Interview: Milagros Ong-How
What can be done to foster private sector participation in domestic fertiliser production, and which crops benefit from increased fertiliser use?
MILAGROS ONG-HOW: Fostering private sector commitments in the Philippines will require a long-term, multi-dimensional approach that includes legislative reforms to attract investors to the agriculture sector through tax incentives and access to credit. An “information, education and communication” approach that focuses on current and future farmers is also needed, along with free education on agricultural business management for current and future stakeholders, and efforts to incentivise the adoption of appropriate technologies that improve production efficiency and profitability. As the sector expands and exerts a greater force multiplier, there will be more farmers justifying support programmes from focused agencies. Also needed are infrastructure improvements – to roads and ports for example – to ensure growers have better access to fertilisers and points of delivery at competitive prices.

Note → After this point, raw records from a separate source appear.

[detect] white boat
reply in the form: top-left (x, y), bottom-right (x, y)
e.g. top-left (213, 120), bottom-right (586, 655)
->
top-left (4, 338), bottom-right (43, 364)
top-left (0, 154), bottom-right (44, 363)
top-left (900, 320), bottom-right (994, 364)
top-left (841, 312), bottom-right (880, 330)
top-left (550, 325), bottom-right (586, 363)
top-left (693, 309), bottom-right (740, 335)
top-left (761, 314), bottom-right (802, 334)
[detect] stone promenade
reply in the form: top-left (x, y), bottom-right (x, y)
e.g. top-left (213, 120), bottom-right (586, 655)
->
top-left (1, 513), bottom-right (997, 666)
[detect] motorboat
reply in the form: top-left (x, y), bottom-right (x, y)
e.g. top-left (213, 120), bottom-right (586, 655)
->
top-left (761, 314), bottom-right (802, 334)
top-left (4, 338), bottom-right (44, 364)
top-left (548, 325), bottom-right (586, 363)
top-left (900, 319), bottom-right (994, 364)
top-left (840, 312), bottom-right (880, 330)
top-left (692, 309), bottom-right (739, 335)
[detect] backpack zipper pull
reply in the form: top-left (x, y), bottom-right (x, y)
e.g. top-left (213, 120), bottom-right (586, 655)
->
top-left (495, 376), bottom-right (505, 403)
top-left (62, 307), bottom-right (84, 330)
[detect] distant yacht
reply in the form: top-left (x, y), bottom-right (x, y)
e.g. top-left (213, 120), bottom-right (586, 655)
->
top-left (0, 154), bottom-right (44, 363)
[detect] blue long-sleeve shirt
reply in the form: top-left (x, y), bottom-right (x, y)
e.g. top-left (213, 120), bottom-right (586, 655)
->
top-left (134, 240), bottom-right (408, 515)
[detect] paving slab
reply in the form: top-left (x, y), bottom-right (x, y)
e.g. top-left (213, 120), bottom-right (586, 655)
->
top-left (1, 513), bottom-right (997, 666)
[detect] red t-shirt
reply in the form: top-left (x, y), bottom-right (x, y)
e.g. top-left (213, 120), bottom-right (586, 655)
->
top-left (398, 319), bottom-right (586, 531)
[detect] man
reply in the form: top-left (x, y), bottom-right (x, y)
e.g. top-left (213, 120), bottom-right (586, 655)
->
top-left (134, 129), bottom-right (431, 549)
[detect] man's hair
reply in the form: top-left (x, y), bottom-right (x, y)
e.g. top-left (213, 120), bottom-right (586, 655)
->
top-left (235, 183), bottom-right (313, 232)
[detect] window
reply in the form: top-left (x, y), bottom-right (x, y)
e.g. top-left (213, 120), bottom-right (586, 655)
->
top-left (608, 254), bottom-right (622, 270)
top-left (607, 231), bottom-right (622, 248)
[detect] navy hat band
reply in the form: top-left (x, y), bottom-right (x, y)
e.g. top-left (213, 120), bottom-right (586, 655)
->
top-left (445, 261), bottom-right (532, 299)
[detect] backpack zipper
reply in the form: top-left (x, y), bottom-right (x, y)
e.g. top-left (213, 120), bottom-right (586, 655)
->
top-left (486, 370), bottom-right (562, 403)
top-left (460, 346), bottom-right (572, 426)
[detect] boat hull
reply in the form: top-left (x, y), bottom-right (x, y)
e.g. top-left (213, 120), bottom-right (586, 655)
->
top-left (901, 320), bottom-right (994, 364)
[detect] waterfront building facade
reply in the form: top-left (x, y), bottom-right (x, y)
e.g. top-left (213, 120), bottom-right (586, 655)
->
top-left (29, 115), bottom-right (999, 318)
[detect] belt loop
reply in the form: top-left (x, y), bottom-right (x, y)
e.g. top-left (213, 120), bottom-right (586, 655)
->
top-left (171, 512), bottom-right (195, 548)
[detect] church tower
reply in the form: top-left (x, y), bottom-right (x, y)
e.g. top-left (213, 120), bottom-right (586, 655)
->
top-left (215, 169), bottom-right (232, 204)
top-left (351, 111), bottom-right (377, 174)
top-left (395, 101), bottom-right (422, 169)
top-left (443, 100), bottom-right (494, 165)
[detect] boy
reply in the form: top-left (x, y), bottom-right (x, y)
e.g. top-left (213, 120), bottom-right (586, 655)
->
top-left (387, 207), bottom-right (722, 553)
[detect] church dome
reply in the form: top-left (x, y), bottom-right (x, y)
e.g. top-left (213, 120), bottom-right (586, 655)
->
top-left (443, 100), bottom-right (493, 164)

The crops benefiting from fertiliser use are the country’s four major staples: rice, corn, cassava and sweet potato. These crops make up 70% of the country’s food consumption, while the remaining 30% comes primarily from other crops and livestock. A concerted effort must be made for these crops to sustain all 100m Filipinos. Alongside this, only 60% of the land being used for agricultural activities utilises chemical fertilisers. This means there is great potential for both farmers and fertiliser producers to improve the situation. The remaining 40% either does not use fertiliser at all or relies on pure organic fertiliser. This is due to a lack of funding, limited access to fertiliser and misconceptions about the use of chemical fertiliser. While the population of the Philippines is growing, the 40% of land that is not being farmed in an efficient way is quickly being given over to residential, commercial and industrial use. As a result, all arable land will have to achieve increases in crop yields.
How can fertiliser distribution be improved to ensure countrywide accessibility and price stability?
ONG-HOW: To encourage fair competition across all fertiliser brands and geographical markets, the government must make transport services accessible and affordable to producers. The availability of at least two fertiliser brands in an any given area encourages fair competition and lowers and stabilises prices. The government should also consider developing the rail network to connect the country’s agricultural regions and enable the faster transport of agricultural goods at reasonable costs. We have improved our own fertiliser distribution through better logistics management, the use of shipping lines and the port network so that farmers can access fertilisers at stable prices.
To what extent can the Philippines work to encourage the engagement of qualified human capital and entrepreneurs in agriculture?
ONG-HOW: We have to embrace the fact that the Philippines is an agricultural country. The government and the private sector can spark progress and hope in the agricultural sector by working together. Socio-economic interventions must be refocused on agricultural initiatives and projects, particularly with regard to encouraging younger generations to look for employment opportunities in agriculture. Our education system should prioritise agricultural activities in order to direct young people towards the industry instead of persuading them to work abroad. People living in the provinces, rather than migrating to cities and leaving their lands unproductive, could stay to cultivate their lands and contribute to the food supply chain. There is without a doubt a large and broad demand in the Philippines for rice, corn, vegetables, cacao, cassava, virgin coconut oil, activated carbon from coconut shells, and a host of other products. This high demand will not only be around for a long time, it will increase – if the right steps are taken.